With these people in your workforce with whip cracks beating down, you’ll never have any further problems with anything for the rest of your working life (and then some). Guaranted! Oh, except for…

THE HORRORS OF REPTITIVE STRAIN INJURY! How to Avoid the Collapse of Your Workforce

Repetitive strain injury (RSI) is up there with gout and scurvy as the harbinger of doom on humankind. It’s that bad! A real horror story.

The signs and symptoms of RSI include, but aren’t limited to:

  • Roaring mighty loud in excruciating agony (although, do note, this may also be due to an employee realising their lunch has been stolen from the fridge).
  • Hands, knuckles, fingers, and wrists swelling to up to 30 times their normal size (please note, we’ve exaggerated that total for dramatic effect).
  • A decrease in the sounds of mouse clicking in the office.
  • Saying things such as, “I can no longer use the computer mouse, for I have repetitive strain injury.”
  • Absenteeism.
  • Outbreaks of famine (although this may be unrelated, but we’re throwing it in there anyway).

To avoid RSI at work, you should train your employees on the ins-and-outs of crop rotations and fundamental agriculture. This’ll ensure there isn’t a famine outbreak in your business.

But if there is, it’s good business practice to remind your members of staff they can head off down to the local off-license. There they’ll find, in wild abundance, foodstuffs such as tins of baked beans.
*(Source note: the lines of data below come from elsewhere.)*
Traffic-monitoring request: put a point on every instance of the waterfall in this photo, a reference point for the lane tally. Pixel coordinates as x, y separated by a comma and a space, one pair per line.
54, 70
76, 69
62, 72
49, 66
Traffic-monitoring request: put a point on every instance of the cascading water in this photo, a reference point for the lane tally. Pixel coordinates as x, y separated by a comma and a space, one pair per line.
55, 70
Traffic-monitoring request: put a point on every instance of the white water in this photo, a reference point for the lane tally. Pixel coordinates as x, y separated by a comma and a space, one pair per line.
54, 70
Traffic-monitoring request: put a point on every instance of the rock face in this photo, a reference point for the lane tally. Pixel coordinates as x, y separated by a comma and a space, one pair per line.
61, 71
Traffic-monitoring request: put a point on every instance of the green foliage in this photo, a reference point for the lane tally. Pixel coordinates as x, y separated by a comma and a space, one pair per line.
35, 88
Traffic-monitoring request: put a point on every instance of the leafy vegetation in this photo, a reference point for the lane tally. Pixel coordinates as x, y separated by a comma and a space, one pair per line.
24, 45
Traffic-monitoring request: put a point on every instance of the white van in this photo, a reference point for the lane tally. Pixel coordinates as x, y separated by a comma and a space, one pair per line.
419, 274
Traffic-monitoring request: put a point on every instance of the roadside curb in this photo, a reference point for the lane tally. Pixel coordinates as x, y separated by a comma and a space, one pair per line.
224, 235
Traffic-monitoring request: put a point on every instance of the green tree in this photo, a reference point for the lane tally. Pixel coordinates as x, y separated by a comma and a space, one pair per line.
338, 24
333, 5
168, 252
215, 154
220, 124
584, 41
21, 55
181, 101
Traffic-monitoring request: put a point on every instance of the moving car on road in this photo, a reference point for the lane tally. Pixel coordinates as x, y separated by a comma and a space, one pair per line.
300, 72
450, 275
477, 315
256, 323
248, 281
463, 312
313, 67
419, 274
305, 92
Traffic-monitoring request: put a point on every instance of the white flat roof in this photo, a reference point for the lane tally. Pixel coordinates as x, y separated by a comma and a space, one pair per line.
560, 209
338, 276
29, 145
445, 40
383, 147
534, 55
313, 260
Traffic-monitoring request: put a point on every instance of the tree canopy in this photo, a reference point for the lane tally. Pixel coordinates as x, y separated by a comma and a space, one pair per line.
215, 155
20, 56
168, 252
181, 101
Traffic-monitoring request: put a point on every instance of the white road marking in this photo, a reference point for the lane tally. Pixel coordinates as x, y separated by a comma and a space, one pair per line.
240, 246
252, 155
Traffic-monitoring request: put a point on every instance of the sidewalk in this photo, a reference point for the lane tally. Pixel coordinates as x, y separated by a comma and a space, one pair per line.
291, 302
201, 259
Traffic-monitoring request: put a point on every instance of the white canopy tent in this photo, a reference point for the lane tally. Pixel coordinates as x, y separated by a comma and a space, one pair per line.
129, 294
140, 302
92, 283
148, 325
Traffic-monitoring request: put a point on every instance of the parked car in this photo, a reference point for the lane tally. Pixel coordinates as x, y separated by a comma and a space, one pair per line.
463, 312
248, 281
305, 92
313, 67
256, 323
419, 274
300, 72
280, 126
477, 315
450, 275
Training Employees How to Use a Computer Mouse

Another issue you may face is particularly dumb, or technophobe, employees who can’t figure out how to use a mouse.

This can be extraordinarily frustrating and may even make you want to stamp on the offending employee’s foot (left or right). However, don’t do that as it’s a mixture of assault and harassment and it’s just not very nice, really.

Instead, dedicate an entire day to training employees how to use one (a mouse). Instructions will include the likes of:

  • Where to find a mouse
  • How to unpackage the mouse
  • How to plug it into the computer
  • How to differentiate clicking on the left and right bits
  • How to manoeuvre the spinny wheel bit in the middle no one knows the name of

Be sure to remind the employee the different between computer mice and a real life mouse. Otherwise they may become extremely confused and agitated about having to handle a rodent to complete their day-to-day duties.

This is a mouse (watch how it effectively negotiates a pay rise).

The key differences between it and a computer mouse are:

  • Computer mice aren’t alive
  • They can’t move
  • They can’t negotiate pay rises
  • They aren’t cute and furry
  • They don’t  dine on titbits of food

Your employees are also much less likely to scream hysterically upon sight of a computer mouse. Whereas if you have real mice running around in your office, you probably have a major infestation. Bummer.

Key Computer Mouse Takeaways

Despite their potential to cause famine and horrify all whom use them, computer mice are also very helpful for completing spreadsheets and clicking stuff.

The excessive clicking noises in your office may drive everyone half insane, but that won’t matter once you see your annual bank balance. Those clicks mean profit!